If a week is too long in politics, two months are close to eternity. On that count, anything can happen between now and the announcement of the candidate(s) for the election of the President in July.
All the names doing the rounds are of the categories of kite-flying or wishful thinking. However, there is one name — Pranab Mukherjee — that is seen to be rapidly gaining ground. In fact, reports emanating from knowledgeable circles in the nation's capital would have it that his elevation is all but sewn up.
Of course, for the record, Pranabda has been dismissing all talk of his notional ascendancy as “speculative”.
But it cannot be denied that generally, of late, his body language is suggestive of one who is of it but not in it. It would be evident to any perceptive observer that he is gradually disengaging himself, or being withdrawn, from arenas where he would have been a conspicuous player.
One cannot blame him, were he to be tempted by the broad, restful, sunny uplands of the Rashtrapathi Bhavan. He has been bearing a tremendous strain as the Government's trouble shooter and a person of all seasons.
There is no knowing the number of times he has sprung to the rescue of the Government, whenever it found itself in a crisis.
The kind of political marathon this 76-year old veteran has run would have left anybody else totally prostrate and drained out.
GOODBYE TO ACTIVE POLITICS
But does that inevitably mean that the President's post is the best suited for him? In popular perception, the sprawling mansions of the Rashtrapathi Bhavan and Raj Bhavans are seen as places to consign politicians and public figures who have nuisance value or for whom no other use can be found.
Even his detractors would not say that Pranabda fits into that description.Is it, then, that Pranabda himself has passed the word round that he is keen, for reasons of his own, to bid goodbye to active politics and get away from it all?
Having closely watched his career from his and my Bengal days, I bet, he will soon find it irksome to keep himself under wraps in Lutyens' cavernous catacombs.
I doubt whether, given his abundant energy, intelligence and inability to suffer fools, he would be able to contain himself when he sees mistakes being made or dire crises looming and whether he can restrain himself on such occasions from wanting to play a mentoring role.
I suspect that, given his impatient temperament, and in the context of the troublous political landscape that is taking shape in this country, Pranabda will be miserable in the Rashtrapathi Bhavan, all the time forced to walk on the razor's edge and make compromises with the dictates of his own judgment.
On the other hand, any kind of intervention on his part, however unobtrusively and sparingly made, and however justified in worldly wise terms, will be construed as the thin end of the wedge upsetting the state of delicate equilibrium that should be maintained between the President and the Government of the day.
If it's the UPA that is behind the move to kick him upstairs, the question that legitimately arises is: Why is the Government so deliberately denying itself his known political skills just when the general election is round the corner and his mastery of the art and science of winning friends and influencing people will be most needed?

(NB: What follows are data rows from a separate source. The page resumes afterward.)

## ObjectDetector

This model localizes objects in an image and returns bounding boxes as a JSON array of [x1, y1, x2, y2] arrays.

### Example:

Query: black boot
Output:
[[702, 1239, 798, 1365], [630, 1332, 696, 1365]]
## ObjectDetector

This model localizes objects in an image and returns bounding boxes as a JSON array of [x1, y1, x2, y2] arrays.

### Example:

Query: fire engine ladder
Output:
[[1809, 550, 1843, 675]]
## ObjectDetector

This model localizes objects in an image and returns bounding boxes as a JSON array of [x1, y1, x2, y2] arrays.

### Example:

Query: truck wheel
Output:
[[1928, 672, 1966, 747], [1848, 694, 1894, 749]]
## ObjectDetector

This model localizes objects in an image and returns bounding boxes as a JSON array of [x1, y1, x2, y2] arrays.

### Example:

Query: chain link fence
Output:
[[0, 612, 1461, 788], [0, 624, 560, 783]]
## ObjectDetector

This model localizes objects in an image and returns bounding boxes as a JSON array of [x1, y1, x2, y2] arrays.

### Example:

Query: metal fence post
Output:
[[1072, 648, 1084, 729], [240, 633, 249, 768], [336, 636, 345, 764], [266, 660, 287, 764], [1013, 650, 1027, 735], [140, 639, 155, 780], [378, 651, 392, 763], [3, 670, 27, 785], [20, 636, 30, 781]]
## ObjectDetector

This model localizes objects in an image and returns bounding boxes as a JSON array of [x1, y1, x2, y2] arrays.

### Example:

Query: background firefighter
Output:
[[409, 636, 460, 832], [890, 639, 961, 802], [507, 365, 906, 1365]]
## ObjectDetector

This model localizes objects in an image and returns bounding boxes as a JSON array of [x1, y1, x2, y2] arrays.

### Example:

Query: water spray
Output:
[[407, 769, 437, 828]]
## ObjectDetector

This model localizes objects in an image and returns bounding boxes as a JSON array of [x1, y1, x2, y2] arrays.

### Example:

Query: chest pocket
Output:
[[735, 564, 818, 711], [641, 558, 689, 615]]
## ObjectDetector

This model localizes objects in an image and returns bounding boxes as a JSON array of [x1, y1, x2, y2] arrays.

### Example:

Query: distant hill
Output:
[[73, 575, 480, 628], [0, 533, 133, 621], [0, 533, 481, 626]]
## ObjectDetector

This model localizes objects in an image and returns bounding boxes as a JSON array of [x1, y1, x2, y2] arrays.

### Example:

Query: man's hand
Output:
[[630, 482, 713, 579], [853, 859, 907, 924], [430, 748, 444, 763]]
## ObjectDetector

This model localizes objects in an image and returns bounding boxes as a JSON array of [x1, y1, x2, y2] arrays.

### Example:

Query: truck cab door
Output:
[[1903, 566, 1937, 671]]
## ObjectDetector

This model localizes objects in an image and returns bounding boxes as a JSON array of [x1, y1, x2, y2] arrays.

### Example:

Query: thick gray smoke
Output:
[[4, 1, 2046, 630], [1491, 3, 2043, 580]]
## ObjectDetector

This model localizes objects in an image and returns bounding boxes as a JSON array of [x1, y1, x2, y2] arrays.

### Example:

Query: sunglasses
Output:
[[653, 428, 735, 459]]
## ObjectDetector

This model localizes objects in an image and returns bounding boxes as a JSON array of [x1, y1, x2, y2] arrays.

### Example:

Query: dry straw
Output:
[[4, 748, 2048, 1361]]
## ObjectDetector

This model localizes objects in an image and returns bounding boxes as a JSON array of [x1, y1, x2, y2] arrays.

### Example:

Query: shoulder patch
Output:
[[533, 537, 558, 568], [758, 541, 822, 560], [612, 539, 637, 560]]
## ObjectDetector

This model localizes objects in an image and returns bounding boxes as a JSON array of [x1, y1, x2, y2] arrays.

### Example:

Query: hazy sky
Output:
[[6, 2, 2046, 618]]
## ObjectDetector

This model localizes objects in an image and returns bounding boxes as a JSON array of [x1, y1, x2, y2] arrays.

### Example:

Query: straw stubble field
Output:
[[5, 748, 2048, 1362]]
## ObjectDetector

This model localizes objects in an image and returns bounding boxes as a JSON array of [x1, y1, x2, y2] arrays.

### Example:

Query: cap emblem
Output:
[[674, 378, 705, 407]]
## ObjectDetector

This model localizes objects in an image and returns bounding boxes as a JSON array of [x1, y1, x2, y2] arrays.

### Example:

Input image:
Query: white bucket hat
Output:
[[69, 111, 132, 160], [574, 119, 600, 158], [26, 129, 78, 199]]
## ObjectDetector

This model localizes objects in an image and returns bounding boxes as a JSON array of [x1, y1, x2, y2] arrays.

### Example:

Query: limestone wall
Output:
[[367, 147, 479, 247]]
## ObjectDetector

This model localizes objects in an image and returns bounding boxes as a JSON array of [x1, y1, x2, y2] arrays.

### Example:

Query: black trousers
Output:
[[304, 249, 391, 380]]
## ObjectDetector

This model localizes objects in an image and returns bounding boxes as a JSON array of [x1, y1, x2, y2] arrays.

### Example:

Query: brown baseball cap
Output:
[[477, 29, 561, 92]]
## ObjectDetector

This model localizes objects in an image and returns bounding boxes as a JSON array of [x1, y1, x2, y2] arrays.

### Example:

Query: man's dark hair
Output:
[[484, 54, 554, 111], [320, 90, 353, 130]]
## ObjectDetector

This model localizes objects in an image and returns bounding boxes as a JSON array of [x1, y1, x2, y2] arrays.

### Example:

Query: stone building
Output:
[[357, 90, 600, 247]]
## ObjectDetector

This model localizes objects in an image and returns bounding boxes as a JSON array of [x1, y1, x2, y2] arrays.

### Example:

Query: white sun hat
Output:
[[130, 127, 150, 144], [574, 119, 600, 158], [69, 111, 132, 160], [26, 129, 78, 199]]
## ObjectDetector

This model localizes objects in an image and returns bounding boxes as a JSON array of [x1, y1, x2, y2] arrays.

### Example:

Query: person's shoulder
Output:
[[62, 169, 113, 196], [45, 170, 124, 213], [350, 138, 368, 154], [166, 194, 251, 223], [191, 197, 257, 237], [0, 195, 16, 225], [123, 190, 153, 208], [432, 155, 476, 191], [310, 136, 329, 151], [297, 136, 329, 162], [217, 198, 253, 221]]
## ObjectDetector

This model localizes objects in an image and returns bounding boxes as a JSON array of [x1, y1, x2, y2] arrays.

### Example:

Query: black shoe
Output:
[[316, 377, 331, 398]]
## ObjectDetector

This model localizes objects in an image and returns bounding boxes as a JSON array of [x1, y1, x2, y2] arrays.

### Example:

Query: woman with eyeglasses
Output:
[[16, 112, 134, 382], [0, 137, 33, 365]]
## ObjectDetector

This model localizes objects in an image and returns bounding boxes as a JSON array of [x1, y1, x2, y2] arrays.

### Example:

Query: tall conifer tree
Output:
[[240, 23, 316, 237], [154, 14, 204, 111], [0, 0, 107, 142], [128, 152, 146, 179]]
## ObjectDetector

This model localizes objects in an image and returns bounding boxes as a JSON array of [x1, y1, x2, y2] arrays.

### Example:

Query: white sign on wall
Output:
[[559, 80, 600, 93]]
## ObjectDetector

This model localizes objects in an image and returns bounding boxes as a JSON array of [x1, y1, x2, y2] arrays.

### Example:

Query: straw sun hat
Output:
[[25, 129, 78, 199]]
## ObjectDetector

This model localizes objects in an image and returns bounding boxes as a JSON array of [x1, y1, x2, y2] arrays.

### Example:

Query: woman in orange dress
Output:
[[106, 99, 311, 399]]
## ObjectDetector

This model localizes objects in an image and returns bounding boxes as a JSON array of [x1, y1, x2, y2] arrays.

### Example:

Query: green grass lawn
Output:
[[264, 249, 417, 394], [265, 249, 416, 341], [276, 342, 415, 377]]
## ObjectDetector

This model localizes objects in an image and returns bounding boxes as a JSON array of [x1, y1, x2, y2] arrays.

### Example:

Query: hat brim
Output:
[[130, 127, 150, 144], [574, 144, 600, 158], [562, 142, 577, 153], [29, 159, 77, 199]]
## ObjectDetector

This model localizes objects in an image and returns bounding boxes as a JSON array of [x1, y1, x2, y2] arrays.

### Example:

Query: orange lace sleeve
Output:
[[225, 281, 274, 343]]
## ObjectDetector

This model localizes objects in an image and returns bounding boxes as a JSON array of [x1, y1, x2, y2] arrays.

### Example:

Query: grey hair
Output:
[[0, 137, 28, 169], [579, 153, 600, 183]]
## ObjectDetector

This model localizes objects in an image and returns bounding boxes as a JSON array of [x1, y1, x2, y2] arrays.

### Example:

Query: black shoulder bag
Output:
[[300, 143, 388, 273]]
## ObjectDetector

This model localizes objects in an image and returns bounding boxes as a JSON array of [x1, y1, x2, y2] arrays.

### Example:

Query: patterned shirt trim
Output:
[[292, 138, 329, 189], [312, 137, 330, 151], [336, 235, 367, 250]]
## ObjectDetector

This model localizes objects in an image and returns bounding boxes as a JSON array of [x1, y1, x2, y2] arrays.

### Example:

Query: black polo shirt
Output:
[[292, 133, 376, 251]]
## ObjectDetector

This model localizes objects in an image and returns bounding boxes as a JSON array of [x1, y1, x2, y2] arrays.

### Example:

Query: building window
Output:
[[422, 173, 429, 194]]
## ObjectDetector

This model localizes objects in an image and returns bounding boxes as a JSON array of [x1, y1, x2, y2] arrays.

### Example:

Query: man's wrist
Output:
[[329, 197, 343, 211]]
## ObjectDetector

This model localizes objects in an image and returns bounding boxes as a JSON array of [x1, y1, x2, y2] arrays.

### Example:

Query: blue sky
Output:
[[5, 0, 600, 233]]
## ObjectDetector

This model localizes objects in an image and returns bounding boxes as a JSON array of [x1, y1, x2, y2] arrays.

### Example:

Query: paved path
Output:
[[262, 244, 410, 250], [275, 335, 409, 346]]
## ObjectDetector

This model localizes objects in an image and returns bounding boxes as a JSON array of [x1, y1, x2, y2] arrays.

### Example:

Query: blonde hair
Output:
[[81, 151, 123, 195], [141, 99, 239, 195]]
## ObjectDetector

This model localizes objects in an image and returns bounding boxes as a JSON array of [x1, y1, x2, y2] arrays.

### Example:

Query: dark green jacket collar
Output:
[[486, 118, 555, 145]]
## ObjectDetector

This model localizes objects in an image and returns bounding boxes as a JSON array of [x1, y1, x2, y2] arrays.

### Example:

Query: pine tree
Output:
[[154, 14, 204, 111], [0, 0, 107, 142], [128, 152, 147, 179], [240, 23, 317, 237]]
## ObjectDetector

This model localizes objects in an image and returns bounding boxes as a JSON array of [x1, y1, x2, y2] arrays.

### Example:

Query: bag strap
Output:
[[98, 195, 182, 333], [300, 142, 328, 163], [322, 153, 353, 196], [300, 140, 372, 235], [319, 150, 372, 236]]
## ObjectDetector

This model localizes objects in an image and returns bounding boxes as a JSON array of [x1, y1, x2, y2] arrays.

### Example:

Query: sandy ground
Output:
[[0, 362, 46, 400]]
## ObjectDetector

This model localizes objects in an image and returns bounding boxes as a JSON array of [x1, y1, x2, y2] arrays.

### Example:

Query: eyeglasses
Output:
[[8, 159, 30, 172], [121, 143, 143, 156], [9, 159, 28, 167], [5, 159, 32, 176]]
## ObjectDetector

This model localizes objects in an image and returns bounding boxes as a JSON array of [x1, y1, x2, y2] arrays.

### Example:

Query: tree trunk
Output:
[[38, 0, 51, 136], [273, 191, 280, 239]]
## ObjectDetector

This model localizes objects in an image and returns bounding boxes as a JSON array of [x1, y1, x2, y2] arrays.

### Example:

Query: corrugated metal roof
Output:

Is it that someone is wanting him to be taken out of the Prime Ministerial sweepstakes in 2014?
Finally, there is a clinching reason why it is wise for Pranabda to stay out of the Presidential race. From the time his name came to the fore, the blogospheres and the social networking Web sites are filled with excerpts relating to him from the Shah Commission's report on the excesses committed by him during the Emergency.
The finding of the L. P. Singh Committee which processed the report and of which I was the Member-Secretary, shows Pranabda, who was then the Minister of State for Finance, in a poor, and indeed, sadistic, light, as a sidekick of Sanjay Gandhi.
Pranabda should not allow Rashtrapathi Bhavan once again to become the focal point of unsavoury controversies.